第48章 満たされぬ心
家老達の行動を責めるつもりはない。
織田家の重臣としては、当然為すべきことを為したまでだろう。
仕える家の存続の為、跡を継ぐ者を望むのは家臣として当たり前の心情だろう。
それが俺の意思に反しているとしても、だ。
俺の父には、正室である母以外にも数多の側室がおり、子も多かった。
晩年になっても若い女を側室に召し上げては、子を孕ませていたから、顔も分からぬ歳の離れた兄弟も多数いたぐらいだ。

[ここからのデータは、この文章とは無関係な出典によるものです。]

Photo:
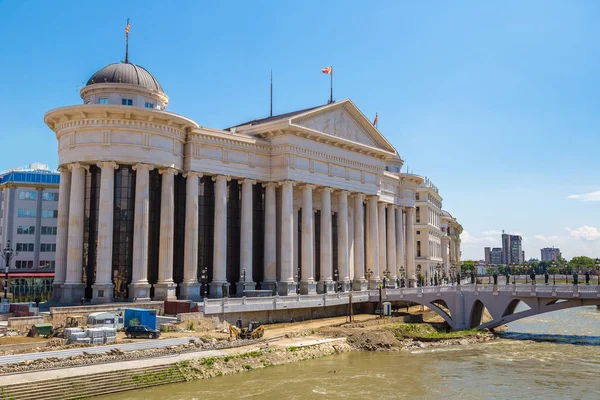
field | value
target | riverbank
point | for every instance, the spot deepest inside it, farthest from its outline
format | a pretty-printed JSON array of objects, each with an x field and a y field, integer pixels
[{"x": 283, "y": 344}]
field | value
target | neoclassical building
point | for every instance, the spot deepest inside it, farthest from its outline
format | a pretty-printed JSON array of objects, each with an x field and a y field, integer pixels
[{"x": 152, "y": 204}]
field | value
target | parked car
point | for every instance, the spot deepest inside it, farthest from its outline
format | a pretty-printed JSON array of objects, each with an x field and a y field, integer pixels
[{"x": 141, "y": 331}]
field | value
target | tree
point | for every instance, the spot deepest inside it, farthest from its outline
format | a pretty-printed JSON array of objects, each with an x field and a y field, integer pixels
[{"x": 582, "y": 263}]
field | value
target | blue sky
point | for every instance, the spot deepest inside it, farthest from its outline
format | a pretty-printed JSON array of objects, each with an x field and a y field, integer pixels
[{"x": 496, "y": 102}]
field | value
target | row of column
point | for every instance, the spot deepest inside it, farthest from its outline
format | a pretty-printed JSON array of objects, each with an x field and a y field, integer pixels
[{"x": 386, "y": 239}]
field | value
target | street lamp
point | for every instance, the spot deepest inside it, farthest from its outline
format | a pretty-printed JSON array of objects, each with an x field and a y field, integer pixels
[
  {"x": 7, "y": 254},
  {"x": 401, "y": 271}
]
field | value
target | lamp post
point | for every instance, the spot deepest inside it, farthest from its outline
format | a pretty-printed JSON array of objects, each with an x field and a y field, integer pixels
[
  {"x": 203, "y": 281},
  {"x": 7, "y": 254},
  {"x": 401, "y": 271}
]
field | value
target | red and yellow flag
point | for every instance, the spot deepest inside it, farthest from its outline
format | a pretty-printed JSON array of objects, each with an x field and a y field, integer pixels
[{"x": 127, "y": 28}]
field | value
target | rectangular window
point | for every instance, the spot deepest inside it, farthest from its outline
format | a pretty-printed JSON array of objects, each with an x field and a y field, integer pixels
[
  {"x": 28, "y": 195},
  {"x": 48, "y": 230},
  {"x": 25, "y": 230},
  {"x": 49, "y": 213},
  {"x": 25, "y": 213},
  {"x": 48, "y": 247},
  {"x": 46, "y": 264},
  {"x": 48, "y": 196}
]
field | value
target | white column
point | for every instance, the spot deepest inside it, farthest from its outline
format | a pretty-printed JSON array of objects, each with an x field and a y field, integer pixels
[
  {"x": 270, "y": 267},
  {"x": 139, "y": 289},
  {"x": 189, "y": 287},
  {"x": 400, "y": 263},
  {"x": 381, "y": 225},
  {"x": 359, "y": 244},
  {"x": 343, "y": 250},
  {"x": 246, "y": 281},
  {"x": 60, "y": 268},
  {"x": 325, "y": 284},
  {"x": 410, "y": 245},
  {"x": 219, "y": 286},
  {"x": 287, "y": 284},
  {"x": 307, "y": 284},
  {"x": 164, "y": 289},
  {"x": 74, "y": 288},
  {"x": 372, "y": 242},
  {"x": 391, "y": 242},
  {"x": 103, "y": 288}
]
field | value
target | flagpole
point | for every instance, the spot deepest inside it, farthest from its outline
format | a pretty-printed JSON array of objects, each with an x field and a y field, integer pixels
[
  {"x": 331, "y": 87},
  {"x": 271, "y": 112}
]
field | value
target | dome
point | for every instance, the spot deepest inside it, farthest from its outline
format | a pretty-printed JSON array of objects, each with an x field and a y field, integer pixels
[{"x": 125, "y": 73}]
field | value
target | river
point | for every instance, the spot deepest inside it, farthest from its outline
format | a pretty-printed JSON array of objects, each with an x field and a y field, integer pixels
[{"x": 551, "y": 356}]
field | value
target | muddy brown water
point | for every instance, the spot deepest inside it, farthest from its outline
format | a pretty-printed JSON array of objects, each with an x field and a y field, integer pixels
[{"x": 551, "y": 356}]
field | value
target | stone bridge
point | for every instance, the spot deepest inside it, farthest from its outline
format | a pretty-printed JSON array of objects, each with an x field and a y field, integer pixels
[{"x": 461, "y": 306}]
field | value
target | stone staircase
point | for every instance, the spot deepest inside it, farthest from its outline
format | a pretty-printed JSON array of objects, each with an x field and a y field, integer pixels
[{"x": 80, "y": 387}]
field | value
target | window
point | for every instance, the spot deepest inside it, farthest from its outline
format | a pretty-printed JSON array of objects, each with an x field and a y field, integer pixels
[
  {"x": 45, "y": 247},
  {"x": 24, "y": 213},
  {"x": 22, "y": 264},
  {"x": 29, "y": 195},
  {"x": 24, "y": 247},
  {"x": 49, "y": 213},
  {"x": 46, "y": 264},
  {"x": 25, "y": 230},
  {"x": 48, "y": 230},
  {"x": 48, "y": 196}
]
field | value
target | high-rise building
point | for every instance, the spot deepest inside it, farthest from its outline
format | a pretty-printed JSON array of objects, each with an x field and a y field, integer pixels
[
  {"x": 550, "y": 253},
  {"x": 512, "y": 250},
  {"x": 28, "y": 221}
]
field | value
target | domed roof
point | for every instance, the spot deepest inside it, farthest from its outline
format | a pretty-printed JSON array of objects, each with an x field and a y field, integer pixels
[{"x": 125, "y": 73}]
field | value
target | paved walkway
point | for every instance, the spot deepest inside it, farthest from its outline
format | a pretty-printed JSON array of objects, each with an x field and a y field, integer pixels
[{"x": 140, "y": 345}]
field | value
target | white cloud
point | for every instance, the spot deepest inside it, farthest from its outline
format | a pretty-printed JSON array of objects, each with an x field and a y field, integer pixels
[
  {"x": 593, "y": 196},
  {"x": 588, "y": 233}
]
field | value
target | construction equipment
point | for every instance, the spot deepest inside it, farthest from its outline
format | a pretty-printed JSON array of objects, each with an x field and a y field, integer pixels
[{"x": 253, "y": 331}]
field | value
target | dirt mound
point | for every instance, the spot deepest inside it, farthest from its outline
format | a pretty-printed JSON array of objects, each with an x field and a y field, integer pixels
[{"x": 373, "y": 340}]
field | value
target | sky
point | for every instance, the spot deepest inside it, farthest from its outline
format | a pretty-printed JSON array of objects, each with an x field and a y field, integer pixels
[{"x": 496, "y": 102}]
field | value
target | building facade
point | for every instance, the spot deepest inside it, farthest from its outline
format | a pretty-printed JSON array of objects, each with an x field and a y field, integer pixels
[
  {"x": 153, "y": 205},
  {"x": 512, "y": 249},
  {"x": 550, "y": 254},
  {"x": 28, "y": 224}
]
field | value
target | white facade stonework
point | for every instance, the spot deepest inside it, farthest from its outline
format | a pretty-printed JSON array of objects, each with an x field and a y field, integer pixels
[{"x": 280, "y": 202}]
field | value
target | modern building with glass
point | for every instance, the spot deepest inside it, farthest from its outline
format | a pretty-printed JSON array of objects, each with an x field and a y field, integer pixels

親父は、単に女好きだったのもあるのかもしれないが、数多の子を為し、それを政略の駒に使った。
次々と新しい女が側室になり、子が産まれる様を、正室である母が心の内でどう思って見ていたのかは、聞いたことがないので分からぬが、表向きは武家の妻として、毅然として奥を纏めていた。
それが武家の正室の在り方なのかもしれない。
朱里の父にも側室はおり、腹違いの兄弟もいるから、朱里も武家の正室がどういったものかは、頭では理解しているだろう。
だが……
俺は、朱里にそんな苦痛を強いるために妻にしたのではない。
出逢ったあの日から、朱里以外の女が俺の心の中に入る余地はなかった。
世間では側室を持つのが当たり前であったとしても、俺は朱里以外いらない。
俺が生涯愛する女は、朱里だけだ。
朱里の産む子以外は、子もいらん。
産まれた子も、政略の駒に使うつもりなどない。